RE: [PATCH 5/6] Drivers: hv: vmbus: distribute subchannels among all vcpus

From: KY Srinivasan
Date: Fri Apr 24 2015 - 13:01:55 EST




> -----Original Message-----
> From: Vitaly Kuznetsov [mailto:vkuznets@xxxxxxxxxx]
> Sent: Friday, April 24, 2015 2:05 AM
> To: Dexuan Cui
> Cc: KY Srinivasan; Haiyang Zhang; devel@xxxxxxxxxxxxxxxxxxxxxx; linux-
> kernel@xxxxxxxxxxxxxxx
> Subject: Re: [PATCH 5/6] Drivers: hv: vmbus: distribute subchannels among
> all vcpus
>
> Dexuan Cui <decui@xxxxxxxxxxxxx> writes:
>
> >> -----Original Message-----
> >> From: Vitaly Kuznetsov [mailto:vkuznets@xxxxxxxxxx]
> >> Sent: Tuesday, April 21, 2015 22:28
> >> To: KY Srinivasan
> >> Cc: Haiyang Zhang; devel@xxxxxxxxxxxxxxxxxxxxxx; linux-
> >> kernel@xxxxxxxxxxxxxxx; Dexuan Cui
> >> Subject: [PATCH 5/6] Drivers: hv: vmbus: distribute subchannels among all
> >> vcpus
> >>
> >> Primary channels are distributed evenly across all vcpus we have. When
> the
> >> host asks us to create subchannels it usually makes us num_cpus-1 offers
> >
> > Hi Vitaly,
> > AFAIK, in the VSP of storvsc, the number of subchannel is
> > (the_number_of_vcpus - 1) / 4.
> >
> > This means for a 8-vCPU guest, there is only 1 subchannel.
> >
> > Your new algorithm tends to make the vCPUs with small-number busier:
> > e.g., in the 8-vCPU case, assuming we have 4 SCSI controllers:
> > vCPU0: scsi0's PrimaryChannel (P)
> > vCPU1: scsi0's SubChannel (S) + scsi1's P
> > vCPU2: scsi1's S + scsi2's P
> > vCPU3: scsi2's S + scsi3's P
> > vCPU4: scsi3's S
> > vCPU5, 6 and 7 are idle.
> >
> > In this special case, the existing algorithm is better. :-)
> >
> > However, I do like this idea in your patch, that is, making sure a device's
> > primary/sub channels are assigned to differents vCPUs.
>
> Under special circumstances with the current code we can end up with
> having all subchannels on the same vCPU with the primary channel I guess
> :-) This is not something common, but possible.
>
> >
> > I'm just wondering if we should use an even better (and complex)
> > algorithm :-)
>
> The question here is - does sticking to the current vCPU help? If it
> does, I can suggest the following (I think I even mentioned that in my
> PATCH 00): first we try to find a (sub)channel with target_cpu ==
> current_vcpu and only when we fail we do the round robin. I'd like to
> hear K.Y.'s opinion here as he's the original author :-)

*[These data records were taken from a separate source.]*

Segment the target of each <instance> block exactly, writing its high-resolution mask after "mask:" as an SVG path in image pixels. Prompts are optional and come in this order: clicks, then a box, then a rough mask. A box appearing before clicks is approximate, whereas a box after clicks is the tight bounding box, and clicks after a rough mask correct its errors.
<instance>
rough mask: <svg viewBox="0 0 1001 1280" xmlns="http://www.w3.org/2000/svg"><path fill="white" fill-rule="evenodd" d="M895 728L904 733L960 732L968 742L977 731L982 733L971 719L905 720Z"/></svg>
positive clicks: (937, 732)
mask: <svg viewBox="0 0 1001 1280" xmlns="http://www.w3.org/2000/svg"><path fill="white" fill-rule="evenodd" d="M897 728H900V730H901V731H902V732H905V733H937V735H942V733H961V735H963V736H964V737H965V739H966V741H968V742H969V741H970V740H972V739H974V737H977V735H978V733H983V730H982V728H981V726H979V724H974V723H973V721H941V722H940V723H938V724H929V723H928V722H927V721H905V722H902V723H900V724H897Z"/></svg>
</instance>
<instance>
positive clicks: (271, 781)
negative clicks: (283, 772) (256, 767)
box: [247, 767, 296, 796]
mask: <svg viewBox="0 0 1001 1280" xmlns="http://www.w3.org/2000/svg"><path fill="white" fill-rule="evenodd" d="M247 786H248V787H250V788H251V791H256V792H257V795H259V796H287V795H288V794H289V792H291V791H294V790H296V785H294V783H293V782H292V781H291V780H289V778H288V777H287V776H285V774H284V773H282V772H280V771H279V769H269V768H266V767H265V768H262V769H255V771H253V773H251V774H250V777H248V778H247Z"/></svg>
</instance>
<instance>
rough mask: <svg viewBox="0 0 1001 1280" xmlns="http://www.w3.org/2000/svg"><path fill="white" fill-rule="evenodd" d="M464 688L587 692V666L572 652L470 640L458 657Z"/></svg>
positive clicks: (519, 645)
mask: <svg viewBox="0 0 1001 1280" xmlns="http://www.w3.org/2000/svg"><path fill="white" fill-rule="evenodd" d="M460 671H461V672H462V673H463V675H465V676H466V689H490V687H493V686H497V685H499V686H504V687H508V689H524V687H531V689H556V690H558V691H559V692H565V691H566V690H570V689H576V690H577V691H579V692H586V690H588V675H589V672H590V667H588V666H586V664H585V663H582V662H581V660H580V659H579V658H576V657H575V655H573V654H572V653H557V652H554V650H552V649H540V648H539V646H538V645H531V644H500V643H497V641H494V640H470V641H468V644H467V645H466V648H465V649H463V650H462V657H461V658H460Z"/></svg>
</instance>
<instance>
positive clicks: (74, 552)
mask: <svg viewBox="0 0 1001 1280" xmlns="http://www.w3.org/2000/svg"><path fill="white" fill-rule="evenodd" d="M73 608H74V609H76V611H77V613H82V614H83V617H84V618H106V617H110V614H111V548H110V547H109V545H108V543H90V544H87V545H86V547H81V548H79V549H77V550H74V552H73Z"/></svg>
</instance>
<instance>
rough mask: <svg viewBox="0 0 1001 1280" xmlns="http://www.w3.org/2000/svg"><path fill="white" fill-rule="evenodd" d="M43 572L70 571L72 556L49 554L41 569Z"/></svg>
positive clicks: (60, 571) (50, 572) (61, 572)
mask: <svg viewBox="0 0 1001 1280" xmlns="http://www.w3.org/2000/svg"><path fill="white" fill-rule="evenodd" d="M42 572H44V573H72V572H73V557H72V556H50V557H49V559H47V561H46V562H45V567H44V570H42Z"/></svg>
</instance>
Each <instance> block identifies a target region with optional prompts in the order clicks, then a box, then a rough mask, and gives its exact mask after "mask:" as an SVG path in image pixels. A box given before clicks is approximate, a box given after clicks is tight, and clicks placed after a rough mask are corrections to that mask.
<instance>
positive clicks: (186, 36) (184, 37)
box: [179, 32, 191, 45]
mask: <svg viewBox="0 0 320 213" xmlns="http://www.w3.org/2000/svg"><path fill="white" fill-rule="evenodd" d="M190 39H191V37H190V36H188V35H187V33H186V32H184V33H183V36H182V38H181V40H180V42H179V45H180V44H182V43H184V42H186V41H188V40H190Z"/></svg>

Sorry for the delayed response. Initially I had implemented a scheme that would
pick an outgoing CPU that was closest to the CPU on which the request came (to maintain
cache locality especially on NUMA systems). I changed this algorithm to spread the load
more uniformly as we were trying to improve Linux IOPS on Azure XIO
(premium storage). We are currently testing
this code on our Converged Offering - CPS and I am finding that the perf as measured by IOS has regressed.
I have not narrowed the reason for this regression and it may very well be the change in the
algorithm for selecting the outgoing channel. In general, I don't think the logic here needs to be
exact and locality (being on the same CPU or within the same NUMA node) is important. Any change
to this algorithm will have to be validated on different MSFT environments (Azure XIO, CPS etc.).